Os nºs 154 e 162 são os mais antigos da Rua – Ed. JPortojo


Frente dos nºs 154 e 162 – Ed. JPortojo



 No nº 159, prédio em recuperação, viveu Carolina Michaëlis e seu marido Joaquim Vasconcelos, casados em 1876. Ela é reconhecida como a mais importante das filólogas da língua portuguesa. Foi crítica literária, escritora, lexicógrafa, tendo sido a primeira mulher a leccionar numa universidade portuguesa, a de Coimbra. Teve igualmente grande importância como mediadora entre a cultura portuguesa e a cultura alemã. Nasceu em Berlim em 15 de Março de 1851 e morreu no Porto em 22 de Outubro de 1925.
Joaquim Vasconcelos natural do Porto, musicólogo e historiador de arte, vivia e estudava na Alemanha quando conheceu Carolina. 

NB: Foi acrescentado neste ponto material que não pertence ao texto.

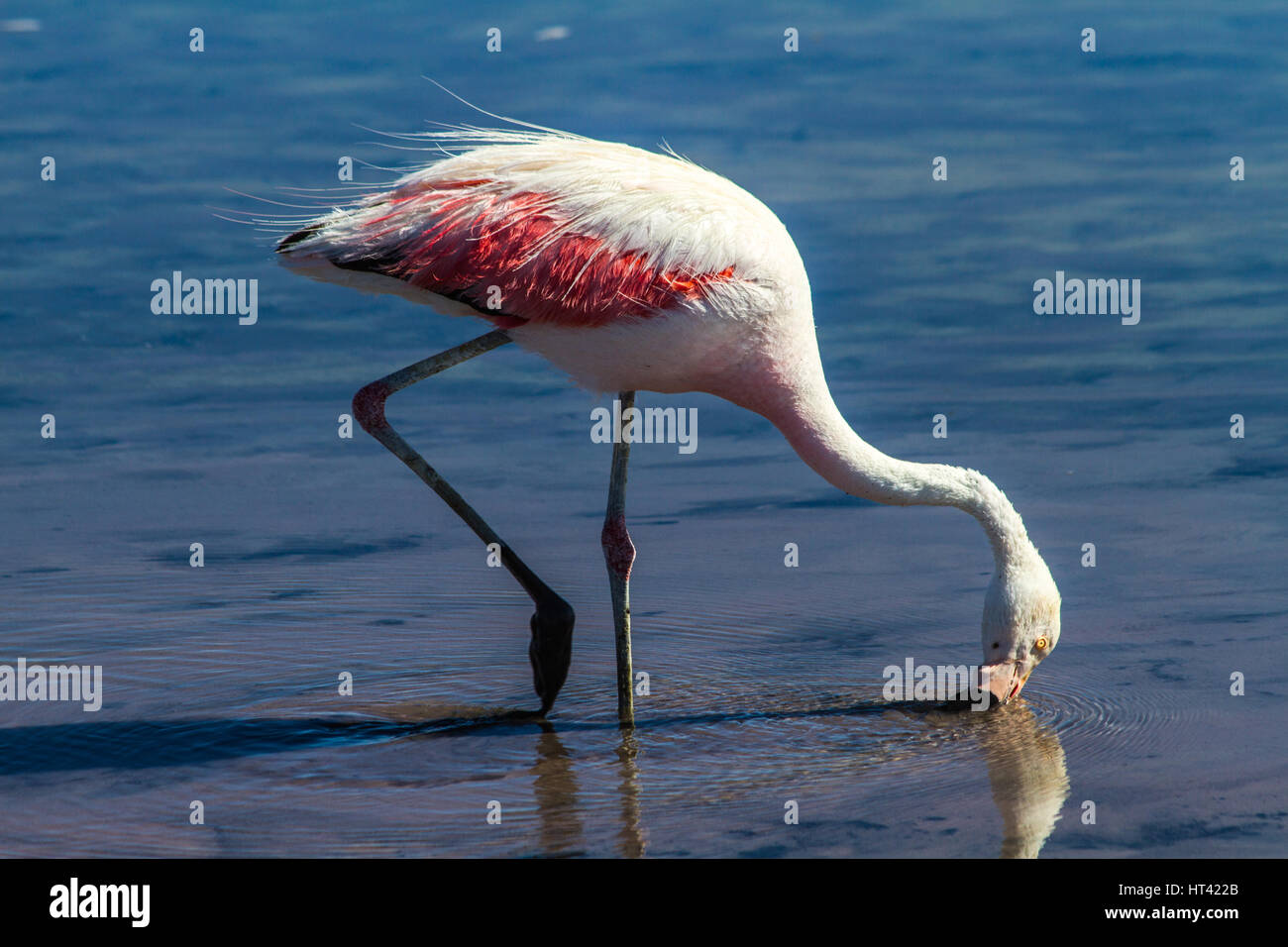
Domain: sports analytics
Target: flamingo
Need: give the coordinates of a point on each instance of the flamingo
(632, 270)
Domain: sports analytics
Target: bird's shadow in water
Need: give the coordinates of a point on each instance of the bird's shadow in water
(1025, 762)
(147, 744)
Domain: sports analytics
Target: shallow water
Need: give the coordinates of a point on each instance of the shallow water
(325, 556)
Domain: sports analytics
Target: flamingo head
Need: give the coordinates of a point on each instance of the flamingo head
(1020, 628)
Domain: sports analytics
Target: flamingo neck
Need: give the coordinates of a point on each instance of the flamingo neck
(799, 403)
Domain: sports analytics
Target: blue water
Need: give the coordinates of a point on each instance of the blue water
(325, 556)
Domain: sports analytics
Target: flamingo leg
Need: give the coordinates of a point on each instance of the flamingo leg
(619, 554)
(550, 650)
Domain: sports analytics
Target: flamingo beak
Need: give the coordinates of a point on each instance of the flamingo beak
(1005, 680)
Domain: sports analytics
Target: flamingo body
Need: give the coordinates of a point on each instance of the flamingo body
(634, 270)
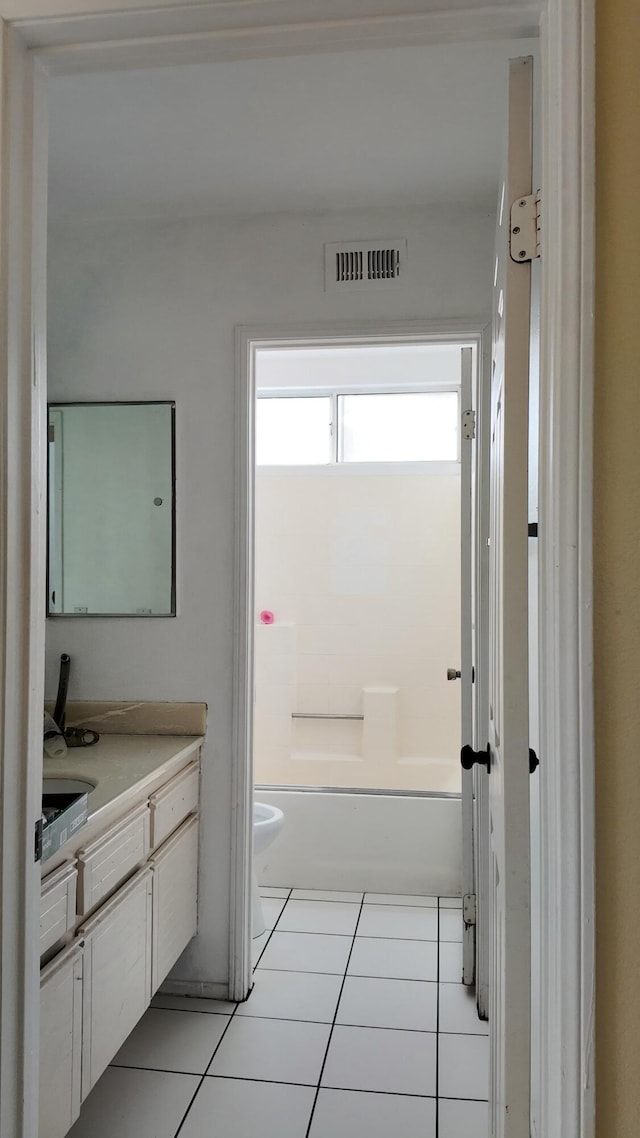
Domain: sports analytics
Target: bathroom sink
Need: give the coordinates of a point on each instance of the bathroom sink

Foi um dos grandes pioneiros da divulgação e desenvolvimento da arte popular. As exposições no Porto em 1881 de Industrias  Caseiras e um ano mais tarde da exposição de Cerâmica devem-se em grande parte a ele. Crítico entre os métodos de ensino inglês e o rigor alemão científico adaptados à arte portuguesa criou alguns anti-corpos. Deixou uma obra de grande valor cultural. José Augusto França disse que foi ele o real fundador da História da Arte em Portugal, entendida como ciência, com objecto e método próprios. Consta-se que na véspera da Revolução de 31 de Janeiro de 1891 (a primeira tentativa da implantação do regime republicano em Portugal), Antero de Quental, vindo de Vila do Conde, hospedou-se aqui e os estudantes da Academia Portuense organizaram na rua, em frente à casa, um grande comício patriótico. Antero falou aos estudantes da varanda da casa de Joaquim de Vasconcelos”.